Third judge blocks Gov. Lee’s mask opt out in schools
NASHVILLE, Tenn. (AP) — A third federal judge has blocked Tennessee Gov. Bill Lee’s order allowing families to opt out of school mask mandates.
The decision, handed down by U.S. District Judge Waverly Crenshaw late Friday, is the latest development in the ongoing legal battle over Lee’s order launched by parents and advocates alarmed over the spike in coronavirus cases in Tennessee’s schools.
Lee issued the order in August after a handful of Republican lawmakers demanded the governor call a special session so the GOP-dominant General Assembly could halt mask mandates in schools and other COVID-19 safety measures. Many students have been attending classes without masks ever since as pediatric hospitalizations reached record highs.
Crenshaw’s order only applies to Williamson County, an affluent region just south of Nashville. Earlier that day, a separate judge halted Lee’s executive order in Knox County. A week prior, another judge indefinitely banned Lee’s order after families argued the governor’s executive order endangered their children.
All three lawsuits claimed that Lee’s order violates the Americans with Disabilities Act, which prohibits the exclusion of students with disabilities from public educational programs and activities. Children with certain disabilities are more vulnerable to serious illness or death if they get COVID-19, the U.S. Centers for Disease Control and Prevention has said.
“Based on the record before the court, due to the rise in COVID-19 cases in Williamson County, including at plaintiffs’ schools, along with a significant number of students who have opted out, plaintiffs have likewise been denied access to a safe, in-person education experience,” Crenshaw wrote in his 18-page decision.
“Gov. Lee has offered no affidavits, declarations, or any other factual predicate to support his assertion that universal mask mandates would require significant resources,” the judge added.
Lee told reporters Friday that he couldn’t talk about the specific litigation but pointed out that there had been multiple lawsuits against mask mandates.
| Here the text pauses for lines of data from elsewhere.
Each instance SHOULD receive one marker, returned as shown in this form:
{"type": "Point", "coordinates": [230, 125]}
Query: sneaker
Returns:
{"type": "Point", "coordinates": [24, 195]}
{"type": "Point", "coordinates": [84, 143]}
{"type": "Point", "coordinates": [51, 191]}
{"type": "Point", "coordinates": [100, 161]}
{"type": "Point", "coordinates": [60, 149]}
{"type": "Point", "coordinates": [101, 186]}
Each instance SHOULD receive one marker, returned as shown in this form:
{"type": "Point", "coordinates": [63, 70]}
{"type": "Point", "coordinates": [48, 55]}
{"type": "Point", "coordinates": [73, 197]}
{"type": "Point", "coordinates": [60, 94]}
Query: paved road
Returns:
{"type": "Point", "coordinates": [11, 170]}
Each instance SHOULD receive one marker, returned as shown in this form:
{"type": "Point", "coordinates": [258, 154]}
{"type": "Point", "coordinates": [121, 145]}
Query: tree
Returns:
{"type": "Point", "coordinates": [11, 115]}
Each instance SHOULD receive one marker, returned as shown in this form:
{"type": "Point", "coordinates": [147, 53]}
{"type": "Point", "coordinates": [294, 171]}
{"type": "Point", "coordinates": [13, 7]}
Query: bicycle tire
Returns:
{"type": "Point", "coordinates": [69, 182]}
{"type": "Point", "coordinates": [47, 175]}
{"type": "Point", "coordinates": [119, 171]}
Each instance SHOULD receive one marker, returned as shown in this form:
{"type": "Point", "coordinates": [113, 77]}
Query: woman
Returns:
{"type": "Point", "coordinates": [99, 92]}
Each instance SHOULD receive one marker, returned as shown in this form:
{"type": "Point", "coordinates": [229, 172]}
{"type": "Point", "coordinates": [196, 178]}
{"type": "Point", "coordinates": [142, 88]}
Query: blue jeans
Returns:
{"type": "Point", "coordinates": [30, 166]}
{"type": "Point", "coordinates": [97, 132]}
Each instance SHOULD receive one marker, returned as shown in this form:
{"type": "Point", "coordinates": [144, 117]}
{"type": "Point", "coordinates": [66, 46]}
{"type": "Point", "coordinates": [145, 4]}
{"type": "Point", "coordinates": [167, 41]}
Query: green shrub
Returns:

“There are very strong opinions on both sides of this. I think that’s why the strategy we took, which allowed districts to provide a requirement but gave parents an opt-out, was a good way forward,” Lee said. “And we still believe that’s the right direction.”
Crenshaw’s ruling is in effect until Oct. 5, the same day Lee’s order is set to expire. The governor has not said if he’ll extend it.
Public health agencies say indoor mask-wearing is a key coronavirus-prevention tool. The CDC says masks don’t pose health risks for children older than toddlers, and recommends them for schools since vaccines still aren’t authorized for children younger than 12.
COVID-19 cases in children have risen significantly during the surge that coincided with the start of the current school year, making it difficult for some Tennessee school districts to provide in-person education. Some schools have closed classrooms, while others have temporarily switched to virtual learning as students are forced to quarantine or isolate.